# Voice Commands



## o0hawaiigirl0o (Aug 8, 2008)

What voice commands has your horse been trained to respond to? Or what voice commands do you use with your horse?

"and hooo" drawn out in a low tone = halt or slow
"and walk" drawn out in a low tone(downward transition to walk)or "walk on" in a clear, energized, but calm voice tone(upward transition to walk) = walk
"and tru-rot!" said in a energized voice, sounding out the syllables (upward transition) or "and truuuot" said in a low tone, slightly drawn out(downward transition) = trot
"and canter, up!" the 'up' said in a slightly higher, energized tone = canter
(the "and" in the above is to prepare the horse, like a vocal half halt)
"Come" or clicking = more impulsion
^I use all the above when lunging. It's what we use at our barn, so pretty much every barn horse responds to them. Sometimes I use them while riding to help to horse understand what we're doing.

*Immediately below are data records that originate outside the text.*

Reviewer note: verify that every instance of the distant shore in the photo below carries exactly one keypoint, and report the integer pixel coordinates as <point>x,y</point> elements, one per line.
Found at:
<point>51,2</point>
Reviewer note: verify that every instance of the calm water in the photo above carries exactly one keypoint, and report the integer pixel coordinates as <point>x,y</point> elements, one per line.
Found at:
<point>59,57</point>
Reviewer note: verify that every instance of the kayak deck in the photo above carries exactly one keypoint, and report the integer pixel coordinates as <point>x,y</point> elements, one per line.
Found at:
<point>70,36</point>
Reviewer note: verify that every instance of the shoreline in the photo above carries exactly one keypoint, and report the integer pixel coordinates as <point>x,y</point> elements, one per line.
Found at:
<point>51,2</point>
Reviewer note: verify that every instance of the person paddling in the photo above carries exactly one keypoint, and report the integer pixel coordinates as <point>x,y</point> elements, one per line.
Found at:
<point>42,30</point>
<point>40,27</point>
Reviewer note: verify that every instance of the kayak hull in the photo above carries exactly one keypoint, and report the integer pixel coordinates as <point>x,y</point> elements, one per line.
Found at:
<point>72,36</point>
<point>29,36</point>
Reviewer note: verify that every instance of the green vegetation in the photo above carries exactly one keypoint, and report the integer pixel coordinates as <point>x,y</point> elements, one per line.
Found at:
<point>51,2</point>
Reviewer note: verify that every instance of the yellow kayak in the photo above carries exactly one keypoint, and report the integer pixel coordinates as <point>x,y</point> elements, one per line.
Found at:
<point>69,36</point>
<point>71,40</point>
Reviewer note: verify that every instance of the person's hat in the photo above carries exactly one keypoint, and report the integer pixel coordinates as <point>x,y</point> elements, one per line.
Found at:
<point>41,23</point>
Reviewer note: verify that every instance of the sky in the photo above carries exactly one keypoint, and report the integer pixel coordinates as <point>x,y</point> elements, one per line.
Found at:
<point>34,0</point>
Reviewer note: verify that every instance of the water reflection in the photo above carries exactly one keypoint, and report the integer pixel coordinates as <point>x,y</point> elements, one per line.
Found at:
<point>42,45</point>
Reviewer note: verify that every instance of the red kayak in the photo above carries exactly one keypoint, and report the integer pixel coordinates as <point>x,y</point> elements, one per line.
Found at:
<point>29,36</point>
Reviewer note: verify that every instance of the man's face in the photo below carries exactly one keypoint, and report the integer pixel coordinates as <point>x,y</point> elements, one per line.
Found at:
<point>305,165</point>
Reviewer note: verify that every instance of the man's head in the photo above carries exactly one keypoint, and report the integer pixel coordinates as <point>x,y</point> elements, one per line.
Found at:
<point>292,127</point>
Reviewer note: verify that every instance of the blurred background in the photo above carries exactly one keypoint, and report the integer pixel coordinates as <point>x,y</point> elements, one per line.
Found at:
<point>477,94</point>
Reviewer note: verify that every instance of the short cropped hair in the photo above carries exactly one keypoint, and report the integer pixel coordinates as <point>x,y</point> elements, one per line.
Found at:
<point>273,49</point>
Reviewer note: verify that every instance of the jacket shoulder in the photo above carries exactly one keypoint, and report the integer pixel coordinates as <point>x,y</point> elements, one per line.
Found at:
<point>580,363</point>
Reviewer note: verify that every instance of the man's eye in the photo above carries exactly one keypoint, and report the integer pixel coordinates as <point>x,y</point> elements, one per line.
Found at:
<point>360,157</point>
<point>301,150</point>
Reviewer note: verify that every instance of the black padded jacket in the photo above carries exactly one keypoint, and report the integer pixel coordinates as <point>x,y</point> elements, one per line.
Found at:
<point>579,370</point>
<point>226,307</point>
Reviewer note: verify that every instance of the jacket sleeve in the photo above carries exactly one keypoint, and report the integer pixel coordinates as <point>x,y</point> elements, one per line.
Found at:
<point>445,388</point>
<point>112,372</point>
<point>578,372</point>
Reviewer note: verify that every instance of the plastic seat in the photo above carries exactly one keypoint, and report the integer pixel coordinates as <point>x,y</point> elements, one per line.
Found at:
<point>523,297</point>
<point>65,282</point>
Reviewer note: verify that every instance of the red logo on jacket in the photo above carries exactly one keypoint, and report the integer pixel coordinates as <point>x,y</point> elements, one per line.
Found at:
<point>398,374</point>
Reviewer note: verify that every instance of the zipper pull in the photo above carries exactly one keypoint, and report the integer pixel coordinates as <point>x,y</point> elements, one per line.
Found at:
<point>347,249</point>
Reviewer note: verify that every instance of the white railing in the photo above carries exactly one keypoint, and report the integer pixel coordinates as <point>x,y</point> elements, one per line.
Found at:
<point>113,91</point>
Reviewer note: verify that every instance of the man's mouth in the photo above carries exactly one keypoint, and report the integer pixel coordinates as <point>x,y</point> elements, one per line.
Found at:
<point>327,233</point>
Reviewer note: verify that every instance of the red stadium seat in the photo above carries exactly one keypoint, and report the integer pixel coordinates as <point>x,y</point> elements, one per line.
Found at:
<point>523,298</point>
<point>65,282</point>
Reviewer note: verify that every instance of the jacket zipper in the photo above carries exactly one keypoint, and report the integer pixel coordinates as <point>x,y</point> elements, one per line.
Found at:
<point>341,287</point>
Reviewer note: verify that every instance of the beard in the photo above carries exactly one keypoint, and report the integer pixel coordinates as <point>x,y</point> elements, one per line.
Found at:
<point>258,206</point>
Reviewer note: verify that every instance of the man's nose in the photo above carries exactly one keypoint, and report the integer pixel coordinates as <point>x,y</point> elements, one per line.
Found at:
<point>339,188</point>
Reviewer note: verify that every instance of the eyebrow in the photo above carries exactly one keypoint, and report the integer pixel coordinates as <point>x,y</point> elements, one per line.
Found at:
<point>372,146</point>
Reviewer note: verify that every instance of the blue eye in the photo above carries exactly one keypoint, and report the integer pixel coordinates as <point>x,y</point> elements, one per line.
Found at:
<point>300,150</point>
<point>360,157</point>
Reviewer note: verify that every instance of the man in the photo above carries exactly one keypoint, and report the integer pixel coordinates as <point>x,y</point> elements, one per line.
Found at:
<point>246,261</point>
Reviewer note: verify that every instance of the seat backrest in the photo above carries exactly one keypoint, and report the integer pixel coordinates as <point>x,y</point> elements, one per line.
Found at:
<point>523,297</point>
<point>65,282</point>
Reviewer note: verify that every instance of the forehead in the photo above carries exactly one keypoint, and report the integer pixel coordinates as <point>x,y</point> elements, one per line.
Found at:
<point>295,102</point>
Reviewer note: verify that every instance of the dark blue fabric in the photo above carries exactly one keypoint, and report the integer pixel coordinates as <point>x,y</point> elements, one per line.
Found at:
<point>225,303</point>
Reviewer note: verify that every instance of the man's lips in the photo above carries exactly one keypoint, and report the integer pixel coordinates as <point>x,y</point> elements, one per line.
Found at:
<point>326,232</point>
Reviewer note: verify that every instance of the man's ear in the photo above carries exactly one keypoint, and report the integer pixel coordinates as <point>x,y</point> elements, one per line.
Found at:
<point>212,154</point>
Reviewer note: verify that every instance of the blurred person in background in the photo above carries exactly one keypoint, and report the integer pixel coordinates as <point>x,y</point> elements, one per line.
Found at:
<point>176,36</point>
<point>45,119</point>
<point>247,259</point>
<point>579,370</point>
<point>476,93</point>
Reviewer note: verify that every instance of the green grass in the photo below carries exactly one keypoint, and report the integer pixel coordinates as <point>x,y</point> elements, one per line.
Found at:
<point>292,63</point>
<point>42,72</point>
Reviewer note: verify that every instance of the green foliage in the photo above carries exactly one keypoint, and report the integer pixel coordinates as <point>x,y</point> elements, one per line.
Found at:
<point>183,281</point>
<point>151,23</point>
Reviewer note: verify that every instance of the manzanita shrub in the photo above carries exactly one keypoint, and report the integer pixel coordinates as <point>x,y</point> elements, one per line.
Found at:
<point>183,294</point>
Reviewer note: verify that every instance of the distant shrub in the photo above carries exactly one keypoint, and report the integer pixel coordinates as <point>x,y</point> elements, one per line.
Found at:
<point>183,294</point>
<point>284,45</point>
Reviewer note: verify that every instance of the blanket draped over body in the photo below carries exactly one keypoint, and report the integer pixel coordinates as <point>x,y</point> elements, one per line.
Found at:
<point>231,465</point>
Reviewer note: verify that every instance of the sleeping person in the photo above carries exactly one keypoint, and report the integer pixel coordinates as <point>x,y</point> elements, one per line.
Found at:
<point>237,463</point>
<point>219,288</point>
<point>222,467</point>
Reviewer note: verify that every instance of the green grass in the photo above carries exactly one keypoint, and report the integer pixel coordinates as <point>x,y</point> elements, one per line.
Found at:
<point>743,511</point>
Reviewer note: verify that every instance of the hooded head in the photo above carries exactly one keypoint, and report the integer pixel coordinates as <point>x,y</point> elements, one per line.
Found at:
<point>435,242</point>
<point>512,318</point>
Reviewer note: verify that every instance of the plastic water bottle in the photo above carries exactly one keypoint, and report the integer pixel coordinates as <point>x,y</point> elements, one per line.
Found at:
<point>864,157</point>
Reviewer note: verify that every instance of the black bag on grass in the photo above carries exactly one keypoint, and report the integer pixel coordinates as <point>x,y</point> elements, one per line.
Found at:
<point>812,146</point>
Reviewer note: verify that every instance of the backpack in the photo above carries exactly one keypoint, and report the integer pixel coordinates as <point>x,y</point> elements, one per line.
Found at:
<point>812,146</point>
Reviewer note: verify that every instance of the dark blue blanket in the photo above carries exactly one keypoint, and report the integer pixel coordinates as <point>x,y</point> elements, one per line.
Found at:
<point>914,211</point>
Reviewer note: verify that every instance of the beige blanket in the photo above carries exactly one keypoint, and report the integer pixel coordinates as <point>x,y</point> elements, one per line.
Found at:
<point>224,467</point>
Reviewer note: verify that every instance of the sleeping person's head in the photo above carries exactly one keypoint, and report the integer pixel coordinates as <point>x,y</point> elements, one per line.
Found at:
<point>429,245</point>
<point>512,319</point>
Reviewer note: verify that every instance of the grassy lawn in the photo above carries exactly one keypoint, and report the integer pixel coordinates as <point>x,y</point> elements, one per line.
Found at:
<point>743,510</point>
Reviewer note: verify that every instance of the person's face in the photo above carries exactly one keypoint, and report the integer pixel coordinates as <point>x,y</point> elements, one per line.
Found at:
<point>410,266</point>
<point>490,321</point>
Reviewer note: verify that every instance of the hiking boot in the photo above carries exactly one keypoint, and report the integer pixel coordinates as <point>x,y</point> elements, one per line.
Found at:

"Back" used with pressure applied to the chest, halter, or bit = backing up
Clicking, sometimes with pressure on any part of the body = moves away from pressure (like when I move her over to groom her or close gates)
Kissing = I only do this when we're cantering or galloping and she responds with more speed
"Good girl/boy" = general praise for anything done well, usually applied with many pats
"Come" = this version (used on the ground) means 'come towards me'
"Easy" and "You're fine" said in a low, calm tone = used to calm the horse on the ground or while riding

I'm interested to see what voice commands you and your horse(s) use.


----------



## loosie (Jun 19, 2008)

Calling their name to get whichever horse to come to me/come forward.
Stand - stand still & stay
come or here - walk with me
clucking - speed up whatever I'm asking
whoa - slow, stop
back - back up
Good! - right!
tuck - collect vertically
head down - head down
step/step up - step the foot signalled forward or step on a pedestal/hoof stand
move it - move whatever part I'm signalling over
over - step or jump over something
Go Go Go! - canter/gallop
get it - pick something up & give it to me
push - push something, like a ball
in/out - in/out of trailer or such
ok - do what you like
where's Grace - go to my daughter


----------



## Rubonsky (Aug 9, 2008)

We use mostly body language as our cue on the ground and leg cues when riding, so here are the verbal cues we use.

Upward transitions;
Cluck for walk
Clucking, speed up the sound to a faster cluck for trot
Kiss, for canter

Downward Transitions;
say what you want,
walk - break to walk
trot- break to trot
whoa- stop

Quit- firm voice if one is doing something it is not suppose to, such as pawing, etc

I was taught that you make everything as easy as you can for your horse, and so simple that they can't get confused and know exactly what you are asking. That is why I was taught sounds for upward and words for downward, that way they are so different a horse can't get confused and knows exactly what you are asking. Every time you use a sound they are thinking forward, and every time they hear you use a word they are thinking break and come down. That way the mind set is set that way. Just a quick explanatory on what I was taught and why we do it. 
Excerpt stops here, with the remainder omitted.